A while back, Mark Cuban said he believed the NFL was going to implode. It was 2014, well before Colin Kaepernick decided to sit, then kneel, during the National Anthem. It was well before hundreds of others in the league decided to do so as well, offending a huge swath of the country.
Cuban said this back then:
I’m just telling you: Pigs get fat, hogs get slaughtered. And they’re getting hoggy.
Recently, a journalist asked Cuban if he believed his prediction was underway right now. He replied:
However, he doesn’t seem to think it has anything to do with the controversy over players refusing to stand for the National Anthem, despite the sudden drop in ratings. Instead, Cuban believes the issue is far deeper:
They still have bigger strategic problems in that people don’t want their kids to play football. That’s huge. That impacts how much football kids will watch. And how much football families watch.
He’s not wrong. While the controversy over the anthem is having an impact, a lot of parents were already displaying serious concerns about their sons playing football. This was caused primarily by the coverage of the long-term impact of concussions on players. Some people now have a decidedly negative opinion not just of football, but of anyone who allows their child to play.

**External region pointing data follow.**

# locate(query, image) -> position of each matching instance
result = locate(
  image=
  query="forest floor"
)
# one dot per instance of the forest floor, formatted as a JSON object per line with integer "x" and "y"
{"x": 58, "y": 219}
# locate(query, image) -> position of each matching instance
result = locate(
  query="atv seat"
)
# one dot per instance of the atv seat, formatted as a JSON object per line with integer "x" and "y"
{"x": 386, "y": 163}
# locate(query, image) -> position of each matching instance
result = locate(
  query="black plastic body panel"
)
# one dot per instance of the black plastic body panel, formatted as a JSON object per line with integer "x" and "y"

Cuban also believes a societal change has occurred: many children simply don’t understand, watch, and play team sports to the extent they always did as a healthy part of childhood:
Literally, go watch 8-year-old kids play baseball. Unless they’re really into it, there will always be that kid who hits the ball and didn’t know he has to run to first base. That’s crazy. That’s a fundamental problem all sports have.
Again, he’s not completely wrong … but this isn’t a new trend.
Growing up, even in a place where sports was taken pretty seriously, many of my friends were just like me — outside playing on Sunday afternoon, not watching football. We might be playing football, but we could just as easily have been playing war or superheroes. I didn’t grow up enjoying football. I learned more about it when I was in high school and came to appreciate the game then.
Yet Cuban is wrong in thinking the infusion of politics into pastimes is not having a major impact. After developing a love of football for over half of my life — and seeing my team finally play in the Super Bowl last year — I’ve all but given up on the NFL. I’ve been more excited about the University of Georgia’s ranking than the Atlanta Falcons this year, and not because the Falcons have regressed. It’s entirely because I can watch college ball and not see the players — many of whom disagree with me on a great many political positions, I’m sure — selfishly ruining the joy of competition. They just go out and play with respect, energy, and pride, which is exactly what I want to cheer for.
If any product stops providing what people want, the product stops being consumed. For many, sports is an escape from their day-to-day life. Bringing politics into it — especially during the moment we traditionally take to honor the men and women who make such spectacles possible — encourages me to not consume that product any longer. I know I’m not alone.
The NFL’s implosion, if that is what we’re seeing, is due to numerous issues, but make no mistake: injecting divisive politics into sports is never a winning strategy.